Affective Fallacy: Term coined by W. K. Wimsatt and M. C. Beardsley, which identifies the mistaken analysis of a text in terms of its emotional or `affective' results, thereby misunderstanding the difference between what a text is and what it does.

 

Alienation: In Marxist theories, alienation is the experience of being distanced or estranged from the products of one's labour, and by extension from one's own sense of self, because of the effects of capitalism.

 

Alienation Effect: Loose translation of the German verfremdungseffekt, which might somewhat more accurately be translated as `estrangement effect', the term was first employed by German playwright Bertolt Brecht. He sought to distance and estrange his audiences from his plays by means of an ensemble of devices- projection, banners and signs, exaggerated gestures, voices and performances, on the part of the actors, and the abandonment of naturalistic behaviour and stage sets in general- in order to prohibit humanist empathy or identification with characters or situations in the plays. The purpose was to engage the audience critically, intellectually and ideologically, suspending feeling and inviting judgement, and to reveal the historical and material dimensions of human actions.

 

Allegory: A narrative technique in which characters representing things or abstract ideas are used to convey a message or teach a lesson. Allegory is typically used to teach moral, ethical, or religious lessons but is sometimes used for satiric or political purposes. Examples of allegorical works include Edmund Spenser’s The Faerie Queene and John Bunyan’s The Pilgrim’s Progress.

 

Angry Young Men: A group of British writers of the 1950s whose work expressed bitterness and disillusionment with society. Common to their work is an anti-hero who rebels against a corrupt social order and strives for personal integrity.
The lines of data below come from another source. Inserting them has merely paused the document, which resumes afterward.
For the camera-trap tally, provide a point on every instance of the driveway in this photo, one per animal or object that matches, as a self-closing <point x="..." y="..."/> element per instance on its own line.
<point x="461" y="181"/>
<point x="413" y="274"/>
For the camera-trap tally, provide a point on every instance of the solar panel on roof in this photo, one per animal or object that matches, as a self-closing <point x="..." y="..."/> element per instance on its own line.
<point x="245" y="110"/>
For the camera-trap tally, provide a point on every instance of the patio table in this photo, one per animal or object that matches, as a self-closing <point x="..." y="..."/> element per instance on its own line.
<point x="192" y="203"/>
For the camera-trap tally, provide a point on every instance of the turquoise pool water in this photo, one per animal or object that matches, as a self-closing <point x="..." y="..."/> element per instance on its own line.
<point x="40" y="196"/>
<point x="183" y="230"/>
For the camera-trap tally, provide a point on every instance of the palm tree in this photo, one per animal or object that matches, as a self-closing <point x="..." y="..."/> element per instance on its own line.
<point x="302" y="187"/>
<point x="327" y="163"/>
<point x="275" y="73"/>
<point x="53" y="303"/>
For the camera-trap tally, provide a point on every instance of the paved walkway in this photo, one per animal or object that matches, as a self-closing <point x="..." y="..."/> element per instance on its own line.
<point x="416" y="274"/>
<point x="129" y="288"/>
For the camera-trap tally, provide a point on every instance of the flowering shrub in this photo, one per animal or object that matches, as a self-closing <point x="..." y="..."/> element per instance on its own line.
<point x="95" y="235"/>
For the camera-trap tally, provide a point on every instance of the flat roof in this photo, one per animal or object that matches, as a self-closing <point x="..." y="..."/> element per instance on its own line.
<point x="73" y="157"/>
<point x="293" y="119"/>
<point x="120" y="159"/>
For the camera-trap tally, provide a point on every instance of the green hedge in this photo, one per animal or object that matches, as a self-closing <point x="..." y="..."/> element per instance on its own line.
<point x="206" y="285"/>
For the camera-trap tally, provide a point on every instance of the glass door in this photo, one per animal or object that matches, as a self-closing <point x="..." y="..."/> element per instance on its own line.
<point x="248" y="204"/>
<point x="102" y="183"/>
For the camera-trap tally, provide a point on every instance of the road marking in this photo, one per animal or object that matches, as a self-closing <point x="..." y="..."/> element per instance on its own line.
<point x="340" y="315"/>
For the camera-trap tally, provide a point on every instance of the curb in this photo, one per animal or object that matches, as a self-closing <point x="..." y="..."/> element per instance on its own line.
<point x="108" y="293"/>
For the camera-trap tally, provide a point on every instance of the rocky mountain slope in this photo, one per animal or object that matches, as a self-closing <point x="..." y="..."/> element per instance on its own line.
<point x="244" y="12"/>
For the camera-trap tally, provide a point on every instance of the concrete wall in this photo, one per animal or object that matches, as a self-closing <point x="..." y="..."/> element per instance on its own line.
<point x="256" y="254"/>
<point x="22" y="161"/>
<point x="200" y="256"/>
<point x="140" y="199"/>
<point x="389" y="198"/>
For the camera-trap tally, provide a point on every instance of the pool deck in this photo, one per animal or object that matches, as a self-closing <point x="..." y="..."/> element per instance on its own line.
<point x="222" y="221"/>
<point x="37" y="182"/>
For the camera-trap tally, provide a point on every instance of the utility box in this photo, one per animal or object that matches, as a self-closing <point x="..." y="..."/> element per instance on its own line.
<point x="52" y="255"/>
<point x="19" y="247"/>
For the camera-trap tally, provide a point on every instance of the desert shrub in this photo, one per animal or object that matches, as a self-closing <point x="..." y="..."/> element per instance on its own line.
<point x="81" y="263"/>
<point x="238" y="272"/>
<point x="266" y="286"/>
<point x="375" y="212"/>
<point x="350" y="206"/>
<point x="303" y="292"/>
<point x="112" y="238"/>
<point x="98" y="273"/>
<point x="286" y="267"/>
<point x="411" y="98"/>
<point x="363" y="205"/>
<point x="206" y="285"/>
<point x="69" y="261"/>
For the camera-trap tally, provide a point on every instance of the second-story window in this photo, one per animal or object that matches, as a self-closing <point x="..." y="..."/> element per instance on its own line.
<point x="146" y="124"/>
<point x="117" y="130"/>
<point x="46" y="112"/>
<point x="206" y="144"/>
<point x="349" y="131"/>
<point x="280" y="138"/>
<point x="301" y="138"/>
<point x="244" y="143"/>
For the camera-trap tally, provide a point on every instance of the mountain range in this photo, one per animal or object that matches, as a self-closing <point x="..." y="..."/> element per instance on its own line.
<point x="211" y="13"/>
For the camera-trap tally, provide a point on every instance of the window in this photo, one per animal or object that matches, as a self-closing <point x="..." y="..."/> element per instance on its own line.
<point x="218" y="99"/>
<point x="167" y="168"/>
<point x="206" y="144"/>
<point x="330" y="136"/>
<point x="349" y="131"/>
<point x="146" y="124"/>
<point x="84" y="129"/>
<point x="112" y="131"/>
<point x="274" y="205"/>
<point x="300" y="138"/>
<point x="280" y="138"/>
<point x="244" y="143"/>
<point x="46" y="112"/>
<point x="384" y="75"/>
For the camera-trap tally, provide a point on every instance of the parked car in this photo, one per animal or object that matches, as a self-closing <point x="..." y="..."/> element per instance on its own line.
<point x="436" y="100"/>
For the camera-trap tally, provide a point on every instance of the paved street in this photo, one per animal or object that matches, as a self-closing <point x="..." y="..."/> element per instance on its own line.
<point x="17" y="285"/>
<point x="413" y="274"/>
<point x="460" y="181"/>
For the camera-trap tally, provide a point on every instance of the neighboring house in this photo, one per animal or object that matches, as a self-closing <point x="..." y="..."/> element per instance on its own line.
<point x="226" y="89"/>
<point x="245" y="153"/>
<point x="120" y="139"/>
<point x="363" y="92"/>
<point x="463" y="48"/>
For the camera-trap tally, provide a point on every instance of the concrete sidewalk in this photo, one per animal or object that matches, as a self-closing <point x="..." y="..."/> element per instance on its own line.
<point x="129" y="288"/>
The term has been used to describe Kingsley Amis, John Osborne, Colin Wilson, John Wain, and others.

 

Apollonian and Dionysian: The two impulses believed to guide authors of dramatic tragedy. The Apollonian impulse is named after Apollo, the Greek god of light and beauty and the symbol of intellectual order. The Dionysian impulse is named after Dionysus, the Greek god of wine and the symbol of the unrestrained forces of nature. The Apollonian impulse is to create a rational, harmonious world, while the Dionysian is to express the irrational forces of personality. Friedrich Nietzsche uses these terms in The Birth of Tragedy to designate contrasting elements in Greek tragedy.

 

Avant-garde: A French term meaning ‘‘vanguard.’’ It is used in literary criticism to describe new writing that rejects traditional approaches to literature in favour of innovations in style or content. Twentieth-century examples of the literary avant-garde include the Black Mountain School of poets, the Bloomsbury Group, and the Beat Movement.